Information Technology In Medicine

The advent of computing has had widespread effects in all areas of society, with medicine no exception. Computer systems are vital – as they are in any modern enterprise – for the administration of hospitals, general practices and health authorities, supporting payroll, ?nance, stock ordering and billing, resource and bed management, word-processing correspondence, laboratory-result reporting, appointment and record systems, and management audit.

The imaging systems of COMPUTED TOMOGRAPHY (CT) and magnetic resonance imaging (see MRI) have powerful computer techniques underlying them.

Computerised statistical analysis of study data, population databases and disease registries is now routine, leading to enhanced understanding of the interplay between diseases and the population. And the results of research, available on computerised indexes such as MEDLINE, can be obtained in searches that take only seconds, compared with the hours or days necessary to accomplish the same task with its paper incarnation, Index Medicus.
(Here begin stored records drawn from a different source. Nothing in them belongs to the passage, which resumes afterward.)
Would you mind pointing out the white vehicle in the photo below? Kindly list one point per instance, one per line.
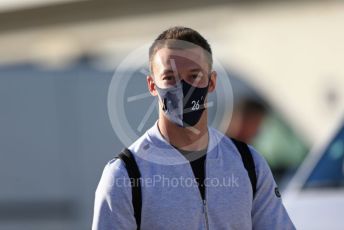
(314, 197)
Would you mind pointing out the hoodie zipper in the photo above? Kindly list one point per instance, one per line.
(205, 214)
(205, 208)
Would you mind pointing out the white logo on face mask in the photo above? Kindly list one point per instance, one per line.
(195, 105)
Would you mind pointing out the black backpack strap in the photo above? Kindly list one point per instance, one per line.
(134, 174)
(248, 161)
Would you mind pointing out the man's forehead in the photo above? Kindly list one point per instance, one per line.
(192, 57)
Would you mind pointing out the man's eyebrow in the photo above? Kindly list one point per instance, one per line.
(195, 70)
(166, 71)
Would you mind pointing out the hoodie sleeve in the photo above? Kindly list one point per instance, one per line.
(113, 207)
(268, 211)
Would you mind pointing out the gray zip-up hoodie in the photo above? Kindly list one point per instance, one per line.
(170, 195)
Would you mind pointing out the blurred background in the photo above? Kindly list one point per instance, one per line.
(57, 59)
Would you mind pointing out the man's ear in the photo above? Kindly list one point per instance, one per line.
(212, 83)
(151, 85)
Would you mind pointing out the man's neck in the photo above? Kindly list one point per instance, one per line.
(190, 138)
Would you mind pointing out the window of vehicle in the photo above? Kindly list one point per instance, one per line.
(329, 171)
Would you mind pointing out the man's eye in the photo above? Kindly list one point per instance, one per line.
(195, 76)
(168, 78)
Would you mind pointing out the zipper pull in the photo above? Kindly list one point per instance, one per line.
(204, 206)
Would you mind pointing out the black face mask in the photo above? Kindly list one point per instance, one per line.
(183, 104)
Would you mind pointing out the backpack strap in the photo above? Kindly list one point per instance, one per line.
(248, 161)
(134, 175)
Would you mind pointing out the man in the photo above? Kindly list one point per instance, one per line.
(181, 146)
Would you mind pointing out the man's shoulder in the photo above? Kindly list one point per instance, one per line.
(226, 142)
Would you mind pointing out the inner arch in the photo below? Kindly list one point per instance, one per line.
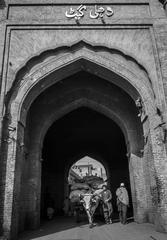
(82, 132)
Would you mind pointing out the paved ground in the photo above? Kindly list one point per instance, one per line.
(67, 229)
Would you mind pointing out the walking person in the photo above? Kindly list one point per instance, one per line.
(122, 203)
(106, 198)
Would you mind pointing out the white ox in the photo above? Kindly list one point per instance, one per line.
(90, 202)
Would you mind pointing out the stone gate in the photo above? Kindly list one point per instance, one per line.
(121, 46)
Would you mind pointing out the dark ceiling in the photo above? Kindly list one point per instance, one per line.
(84, 132)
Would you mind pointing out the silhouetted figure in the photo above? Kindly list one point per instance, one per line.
(106, 197)
(122, 203)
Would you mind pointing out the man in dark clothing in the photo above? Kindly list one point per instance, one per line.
(122, 203)
(106, 197)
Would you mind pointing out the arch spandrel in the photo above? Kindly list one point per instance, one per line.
(125, 66)
(134, 83)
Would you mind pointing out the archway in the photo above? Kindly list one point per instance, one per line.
(79, 133)
(110, 94)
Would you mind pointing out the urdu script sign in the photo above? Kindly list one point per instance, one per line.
(94, 13)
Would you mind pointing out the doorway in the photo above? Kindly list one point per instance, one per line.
(82, 132)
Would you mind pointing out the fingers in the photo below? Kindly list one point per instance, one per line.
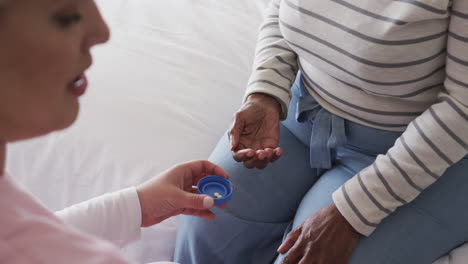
(196, 201)
(290, 240)
(243, 155)
(257, 159)
(200, 168)
(205, 214)
(294, 255)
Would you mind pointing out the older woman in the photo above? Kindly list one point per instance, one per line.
(377, 116)
(44, 52)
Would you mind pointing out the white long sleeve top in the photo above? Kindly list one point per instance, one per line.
(29, 233)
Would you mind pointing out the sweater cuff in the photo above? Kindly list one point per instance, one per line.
(352, 214)
(132, 207)
(282, 97)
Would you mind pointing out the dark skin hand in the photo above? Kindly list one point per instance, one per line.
(254, 133)
(325, 237)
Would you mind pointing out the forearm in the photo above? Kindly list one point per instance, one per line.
(275, 63)
(115, 217)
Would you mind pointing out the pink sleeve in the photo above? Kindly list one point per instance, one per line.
(29, 233)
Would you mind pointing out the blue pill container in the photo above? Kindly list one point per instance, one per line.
(210, 185)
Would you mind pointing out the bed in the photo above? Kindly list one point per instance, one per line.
(162, 91)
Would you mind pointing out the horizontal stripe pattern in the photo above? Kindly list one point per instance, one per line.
(398, 65)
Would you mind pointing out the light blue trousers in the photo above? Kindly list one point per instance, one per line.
(267, 203)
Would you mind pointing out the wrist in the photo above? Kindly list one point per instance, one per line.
(265, 100)
(144, 214)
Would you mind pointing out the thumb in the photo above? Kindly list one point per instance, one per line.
(197, 201)
(289, 241)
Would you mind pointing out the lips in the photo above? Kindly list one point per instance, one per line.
(78, 86)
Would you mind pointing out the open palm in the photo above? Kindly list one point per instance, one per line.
(255, 133)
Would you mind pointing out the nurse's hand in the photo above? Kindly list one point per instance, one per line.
(325, 237)
(172, 193)
(254, 133)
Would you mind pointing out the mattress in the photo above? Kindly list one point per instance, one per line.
(162, 91)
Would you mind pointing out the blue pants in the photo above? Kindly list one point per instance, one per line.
(268, 203)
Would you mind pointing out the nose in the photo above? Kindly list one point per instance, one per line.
(98, 31)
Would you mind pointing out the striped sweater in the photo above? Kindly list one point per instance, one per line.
(398, 65)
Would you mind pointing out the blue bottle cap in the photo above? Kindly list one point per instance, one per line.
(217, 187)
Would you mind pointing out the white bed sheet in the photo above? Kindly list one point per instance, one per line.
(162, 91)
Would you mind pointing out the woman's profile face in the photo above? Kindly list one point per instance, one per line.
(44, 52)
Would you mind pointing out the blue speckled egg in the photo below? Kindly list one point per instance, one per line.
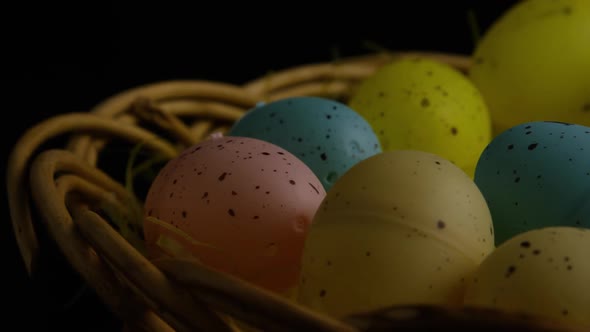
(327, 135)
(536, 174)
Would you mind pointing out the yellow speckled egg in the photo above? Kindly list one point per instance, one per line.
(400, 227)
(533, 64)
(422, 104)
(545, 272)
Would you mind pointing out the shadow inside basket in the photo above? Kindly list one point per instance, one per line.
(77, 183)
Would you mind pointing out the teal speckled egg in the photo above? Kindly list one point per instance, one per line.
(327, 135)
(536, 174)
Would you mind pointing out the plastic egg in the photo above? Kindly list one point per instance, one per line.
(534, 175)
(327, 135)
(236, 204)
(532, 64)
(422, 104)
(401, 227)
(540, 272)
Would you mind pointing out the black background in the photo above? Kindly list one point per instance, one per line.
(67, 57)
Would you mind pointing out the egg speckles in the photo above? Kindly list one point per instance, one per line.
(325, 134)
(240, 205)
(532, 63)
(536, 174)
(541, 272)
(399, 227)
(422, 104)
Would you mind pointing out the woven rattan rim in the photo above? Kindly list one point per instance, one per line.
(172, 294)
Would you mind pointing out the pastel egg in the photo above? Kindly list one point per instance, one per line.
(325, 134)
(240, 205)
(536, 174)
(401, 227)
(542, 272)
(422, 104)
(532, 63)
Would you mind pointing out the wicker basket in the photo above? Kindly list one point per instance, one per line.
(59, 184)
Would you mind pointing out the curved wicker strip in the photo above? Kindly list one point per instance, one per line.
(70, 194)
(19, 159)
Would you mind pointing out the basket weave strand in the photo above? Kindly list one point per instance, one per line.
(67, 189)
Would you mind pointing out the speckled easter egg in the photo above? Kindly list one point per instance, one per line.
(401, 227)
(532, 63)
(236, 204)
(325, 134)
(422, 104)
(542, 272)
(536, 174)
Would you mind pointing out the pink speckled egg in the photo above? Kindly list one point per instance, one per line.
(239, 205)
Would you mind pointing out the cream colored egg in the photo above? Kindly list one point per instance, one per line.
(542, 272)
(400, 227)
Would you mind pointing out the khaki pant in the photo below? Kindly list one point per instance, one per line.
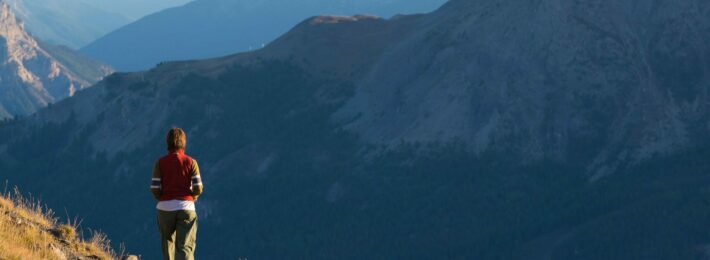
(178, 231)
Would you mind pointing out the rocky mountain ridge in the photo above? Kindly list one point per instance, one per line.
(32, 77)
(484, 130)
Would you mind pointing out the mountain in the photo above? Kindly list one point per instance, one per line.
(34, 74)
(212, 28)
(72, 23)
(484, 130)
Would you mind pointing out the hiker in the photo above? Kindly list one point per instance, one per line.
(176, 184)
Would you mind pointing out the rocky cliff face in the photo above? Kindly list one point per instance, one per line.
(30, 76)
(584, 81)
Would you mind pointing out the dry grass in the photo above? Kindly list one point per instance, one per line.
(30, 231)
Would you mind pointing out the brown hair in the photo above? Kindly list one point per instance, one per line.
(176, 139)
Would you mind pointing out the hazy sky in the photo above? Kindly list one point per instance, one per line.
(134, 9)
Medical informatics The direct computerisation of those activities which are uniquely medical – history-taking, examination, diagnosis and treatment – has proved an elusive goal, although one hotly pursued by doctors, engineers and scientists working in the discipline of medical informatics. Computer techniques have scored some successes: patients are, for example, more willing to be honest about taboo areas, such as their drug or alcohol consumption, or their sexual proclivities, with a computer than face to face with a clinician; however, the practice of taking a history remains the cornerstone of clinical practice. The examination of the patient is unlikely to be supplanted by technological means in the foreseeable future; visual and tactile recognition systems are still in their infancy. Skilled interpretation of the result by machine rather than the human mind seems equally as remote. Working its way slowly outwards from its starting point in mathematical logic, ARTIFICIAL INTELLIGENCE that in any way mimics its natural counterpart seems a distant prospect. Although there have been successes in computer-supported diagnosis in some specialised areas, such as the diagnosis of abdominal pain, workable systems that could supplant the mind of the generalist are still the dream of the many developers pursuing this goal, rather than a reality available to doctors in their consulting rooms now.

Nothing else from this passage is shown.